With all of the unpredictability and inconsistency that this season provided, the World Series matchup is a pretty standard one. The Dodgers had the best record in the MLB at 43-17, while the Rays finished only 3 games behind that mark. It’s clear that we are left with the two best teams in the MLB, so even with a shortened 60 game season, it seems like we will still get the series everyone wanted. Nevertheless, the final records of the team might be similar but they couldn’t be more different in terms of spending, and roster creation. The Dodgers have a payroll of 77.8 million ,while the Rays have been near the bottom of the league in payroll for the last 5+ years.

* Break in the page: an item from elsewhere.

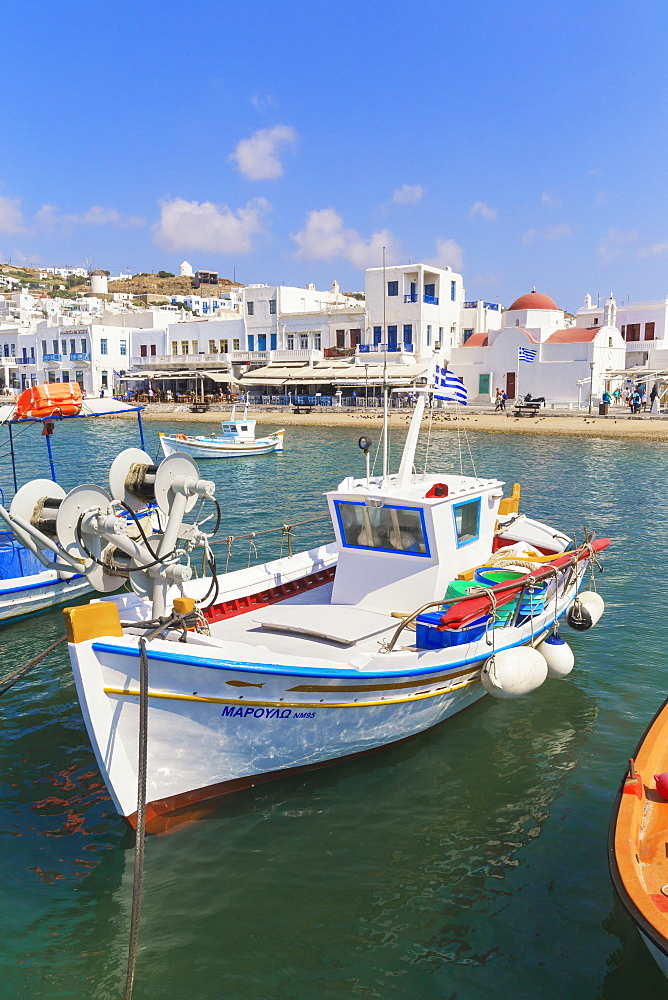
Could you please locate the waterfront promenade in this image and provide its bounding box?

The Rays have relied on their big 3 of starting pitching with Tyler Glasnow, Charlie Morton, and Blake Snell. The team has tended to take out their starters fairly early in games, and rely on their arsenal of bullpen arms to win them games. After 66 pitches over 5 ⅔ innings, Rays manager Kevin Cash decided to take out Charlie Morton from Game 7. Tampa Bay has been extremely reliant on their bullpen throughout the regular season and the playoffs. Twelve different pitchers converted at least one save during the regular season which tied the record for a 162 game season. They finished the season with a 3.37 era, despite the highest paid player in the bullpen being Aaron Loup making 1.65 million this year. The Rays have continued to find talent for cheap after drafting rookie Randy Arozorena who hit .321 and hit 4 home runs in the ALCS.
The Dodgers have relied on the offense of stars like Cody Bellinger and Corey Seager who both hit huge home runs in elimination games. Corey Seager actually hit two clutch home runs in Game 5 to keep the Dodgers alive. Seager went on to win the NLCS MVP for his heroics throughout the series. The defense of superstar Mookie Betts has also been a huge factor for the team throughout the playoffs. The Dodgers have had good teams in the past, but with the offseason signing of Mookie Betts, the Dodgers have somehow improved their team again from the last 3 years. With the emergence of Walker Buehler as a clear #2 starter for this team, this looks like the Dodgers’ best chance to win their first championship since 1988.
It’s clear the two teams are very different in style, so it will be interesting to see which team prevails. Will it be the star studded Los Angeles Dodgers? Or will it be the obscure and unrecognized Tampa Bay Rays? We’ll know a little bit more about how these teams matchup after Game 1 on Tuesday, but if the World Series is anything like the two championship series, we should be in for a classic.